Question

example 4
pars wants to make a box by cutting out corners of a piece of paper and folding up the sides. the cardboard is 9 inches by 13 inches. the volume v(x) in cubic inches of the box is a function of the side lengths x in inches of the square cutouts.

1. write the expressions for v(x).
2. find v(4) and explain what it means in context.

Explanation:

Step1: Determine box dimensions

When we cut out squares of side - length $x$ from each corner of a cardboard that is 9 inches by 13 inches and fold up the sides, the length of the box $L=13 - 2x$, the width of the box $W = 9-2x$, and the height of the box $H=x$. The volume formula for a rectangular - box is $V = L\times W\times H$.
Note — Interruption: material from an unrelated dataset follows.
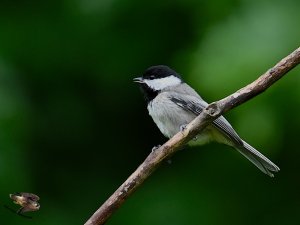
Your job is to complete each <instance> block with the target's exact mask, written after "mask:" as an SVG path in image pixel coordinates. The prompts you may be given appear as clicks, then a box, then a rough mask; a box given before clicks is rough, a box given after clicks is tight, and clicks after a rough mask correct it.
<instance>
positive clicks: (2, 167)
mask: <svg viewBox="0 0 300 225" xmlns="http://www.w3.org/2000/svg"><path fill="white" fill-rule="evenodd" d="M299 7H300V2H299V1H297V0H286V1H279V0H275V1H268V0H253V1H245V0H219V1H208V0H200V1H199V0H185V1H183V0H175V1H174V0H173V1H158V0H152V1H138V0H72V1H71V0H62V1H56V0H51V1H50V0H44V1H34V0H27V1H21V0H19V1H18V0H17V1H8V0H2V1H1V3H0V180H1V185H0V203H1V205H9V206H10V207H15V208H17V206H15V205H13V203H12V202H11V201H10V199H9V198H8V194H9V193H12V192H19V191H25V192H33V193H36V194H38V195H39V196H40V197H41V201H40V203H41V209H40V211H38V212H35V213H28V214H30V215H32V216H33V217H34V218H33V220H26V219H24V218H22V217H18V216H16V215H14V214H12V213H10V212H9V211H7V210H6V209H5V208H2V209H0V223H1V224H14V225H15V224H16V225H18V224H31V225H33V224H39V225H48V224H49V225H53V224H72V225H73V224H83V223H84V222H85V221H86V220H87V218H88V217H89V216H90V215H91V214H92V213H93V212H94V211H95V210H96V209H97V207H98V206H99V205H100V204H102V202H103V201H105V199H106V198H107V197H108V196H110V194H111V193H112V192H113V191H114V190H115V189H116V188H117V187H118V186H119V185H120V184H121V183H122V182H123V181H124V180H125V179H126V178H127V176H128V175H130V174H131V173H132V172H133V171H134V169H135V168H136V167H137V166H138V165H139V164H140V163H141V162H142V161H143V159H144V158H145V157H146V156H147V154H148V153H149V151H150V150H151V148H152V147H153V146H154V145H157V144H159V143H163V142H164V141H165V139H164V138H163V137H162V135H161V134H160V132H159V131H158V129H157V128H156V127H155V125H154V124H153V122H152V121H151V118H150V117H149V116H148V115H147V111H146V107H145V103H144V101H143V99H142V96H141V93H140V92H139V90H138V87H137V86H136V85H135V84H134V83H132V78H134V77H136V76H139V75H140V74H141V73H142V72H143V71H144V70H145V69H146V68H147V67H149V66H151V65H156V64H167V65H169V66H171V67H173V68H174V69H176V70H177V71H178V72H179V73H181V74H182V76H183V77H184V79H185V80H186V81H187V82H188V83H190V84H192V86H193V87H194V88H195V89H196V90H197V91H198V92H199V93H200V94H201V95H202V96H203V97H204V98H205V99H207V101H208V102H211V101H214V100H218V99H220V98H222V97H224V96H226V95H228V94H230V93H232V92H234V91H235V90H237V89H239V88H240V87H242V86H244V85H246V84H247V83H249V82H251V81H252V80H254V79H255V78H257V77H258V76H259V75H260V74H261V73H263V72H264V71H266V70H267V69H268V68H269V67H271V66H272V65H274V64H275V63H276V62H277V61H278V60H279V59H281V58H282V57H284V56H286V55H287V54H288V53H290V52H291V51H292V50H294V49H295V48H297V47H299V40H300V29H299V21H300V14H299ZM299 73H300V70H299V68H296V69H294V70H293V71H291V72H290V73H289V75H288V76H286V77H285V78H283V79H282V80H281V81H279V82H278V83H277V84H275V85H274V86H273V87H272V88H271V89H270V90H268V91H267V92H265V93H264V94H262V95H260V96H258V97H256V98H255V99H253V100H251V101H250V102H248V103H246V104H244V105H242V106H240V107H238V108H236V109H235V110H233V111H231V112H230V113H228V114H227V115H226V117H227V118H228V119H229V120H230V121H231V122H232V124H233V126H234V127H235V128H236V130H237V131H238V132H239V133H240V135H241V136H242V137H243V138H244V139H245V140H247V141H248V142H249V143H251V144H252V145H253V146H255V147H256V148H257V149H259V150H260V151H261V152H263V153H264V154H266V155H267V156H268V157H269V158H271V159H272V160H273V161H274V162H275V163H276V164H277V165H279V167H280V168H281V171H280V173H278V174H277V175H276V176H275V178H274V179H271V178H269V177H267V176H265V175H264V174H262V173H261V172H260V171H259V170H257V169H256V168H255V167H254V166H252V164H250V163H249V162H248V161H247V160H246V159H244V158H243V157H242V156H240V155H239V154H238V153H237V152H235V151H231V149H230V148H229V147H226V146H222V145H219V144H214V143H213V144H210V145H206V146H203V147H202V148H196V149H195V148H189V149H186V150H184V151H181V152H179V153H177V154H176V155H175V156H174V157H173V158H172V164H170V165H169V164H167V163H165V164H163V165H162V167H160V168H159V169H158V171H156V172H155V173H154V175H153V176H151V178H150V179H148V180H147V181H146V182H145V184H144V185H143V186H142V187H141V188H140V189H139V190H138V191H137V192H136V193H135V194H134V195H133V196H132V197H131V198H130V199H129V200H128V201H127V202H126V203H125V204H124V205H123V206H122V207H121V208H120V209H119V210H118V211H117V213H116V214H114V216H113V217H112V218H111V219H110V220H109V222H108V223H107V224H110V225H114V224H130V225H135V224H137V225H153V224H156V225H160V224H161V225H165V224H172V225H183V224H189V225H192V224H195V225H196V224H215V225H217V224H222V225H225V224H230V225H236V224H243V225H247V224H249V225H252V224H256V225H260V224H263V225H268V224H272V225H277V224H278V225H282V224H289V225H293V224H295V225H296V224H299V223H300V214H299V212H300V198H299V197H300V196H299V190H300V179H299V170H300V164H299V157H300V151H299V143H298V140H299V127H300V119H299V113H300V108H299V104H300V100H299V99H300V92H299V87H300V76H299ZM1 207H2V206H1Z"/></svg>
Step2: Write the volume function

Substitute the values of $L$, $W$, and $H$ into the volume formula. So, $V(x)=(13 - 2x)(9 - 2x)x$. Expand the first two factors: $(13 - 2x)(9 - 2x)=13\times9-13\times2x-2x\times9 + 4x^{2}=117-26x - 18x+4x^{2}=117 - 44x+4x^{2}$. Then $V(x)=(117 - 44x + 4x^{2})x=4x^{3}-44x^{2}+117x$.

Step3: Calculate $V(4)$

Substitute $x = 4$ into $V(x)$:
\[

$$\begin{align*} V(4)&=4\times4^{3}-44\times4^{2}+117\times4\\ &=4\times64-44\times16 + 468\\ &=256-704+468\\ &=20 \end{align*}$$

\]
In the context of the problem, $V(4)$ represents the volume of the box (in cubic inches) when the side - length of the square cutouts is 4 inches.

Answer:

1. $V(x)=4x^{3}-44x^{2}+117x$
2. $V(4) = 20$. It means the volume of the box is 20 cubic inches when the side - length of the square cutouts is 4 inches.